A recent Consumer Reports survey of its subscribers found physical therapy to be one of the top treatment choices for back pain, according to the survey results in the May 2009 issue of the magazine.
Physical therapy and other hands-on treatments were among the top five in the results. The survey of 14,000 Consumer Reports subscribers, who had reported back pain in the last year but had not had surgery, rated consumer satisfaction of treatments they had used to alleviate their back pain. Most of the participants, according to the article, had tried more than five different treatments to ease the pain.
“Physical therapy focuses not on just easing the pain, but also correcting the cause as much as possible, and also teaches the patient how to prevent future pain and injuries, ” says Jayne Fleck Pool, Vice President of Clinical Services and Compliance at Physiotherapy Associates.
A March 23 segment on back pain on NBC’s Today Show highlighted the story of Linda Michel, 39, a woman with severe back pain who is using physical therapy to treat her back problems. According to Michel, after six weeks of physical therapy, the pain is almost gone.

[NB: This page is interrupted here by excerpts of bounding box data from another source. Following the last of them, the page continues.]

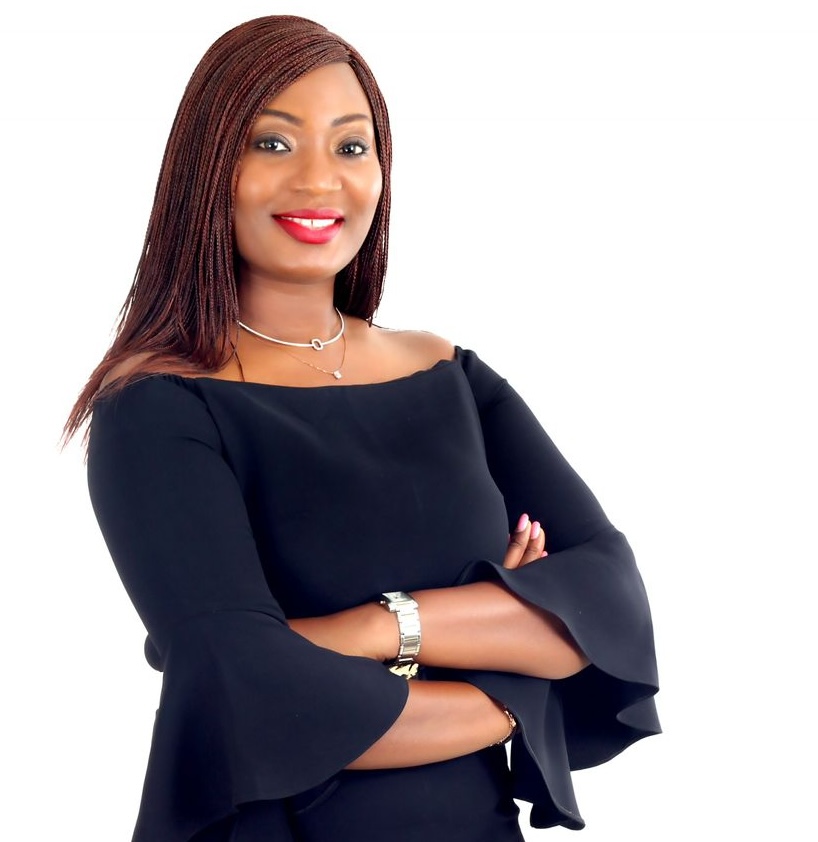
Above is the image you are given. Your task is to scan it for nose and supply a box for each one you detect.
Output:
[293,149,341,195]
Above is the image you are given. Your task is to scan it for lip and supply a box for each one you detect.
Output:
[273,208,344,245]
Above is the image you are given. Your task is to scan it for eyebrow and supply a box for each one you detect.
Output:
[261,108,372,126]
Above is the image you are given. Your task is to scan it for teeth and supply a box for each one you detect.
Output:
[281,216,338,228]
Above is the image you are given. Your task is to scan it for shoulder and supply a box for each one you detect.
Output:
[100,351,204,391]
[372,325,455,368]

“What I am learning are different things I can take home with me. Things I can continue to do to ensure the health of my back,” said Michel.
Michel’s intention, according to the segment, was to avoid surgery through physical therapy. Others with back pain should consider non-invasive alternatives before having surgery as well. While medications are an option, they can often have unwanted side effects, in addition to the long-term cost. The Consumer Reports article urged consumers to take into consideration those possible side effects before use.
Click here to learn more about physical therapy as an alternative to long term medications.
“Clinical trials have shown that about half of the people who take (opioid pain relievers) suffer adverse effects such as drowsiness, respiratory depression and gastrointestinal symptoms such as constipation, reflux, heartburn, cramping, nausea and vomiting,” said Dr. Orly Avitzur, M.D., in the May 2009 issue.
When surgery is an option, it is important to also consider the recovery time after, and the possibility that the surgery may not work. In a 2008 survey from Consumer Reports, only 34 percent of those surveyed were “very satisfied” with the results of their surgery.
Another telling result of the 2009 Consumer Reports back pain survey is that 58 percent of participants wished they had done more exercising to strengthen their backs. A physical therapist can provide safe and effective exercises to help strengthen those supporting muscles to prevent pain and possible injury. More than 40 percent of the survey respondents who had tried exercise found it helped “a lot.”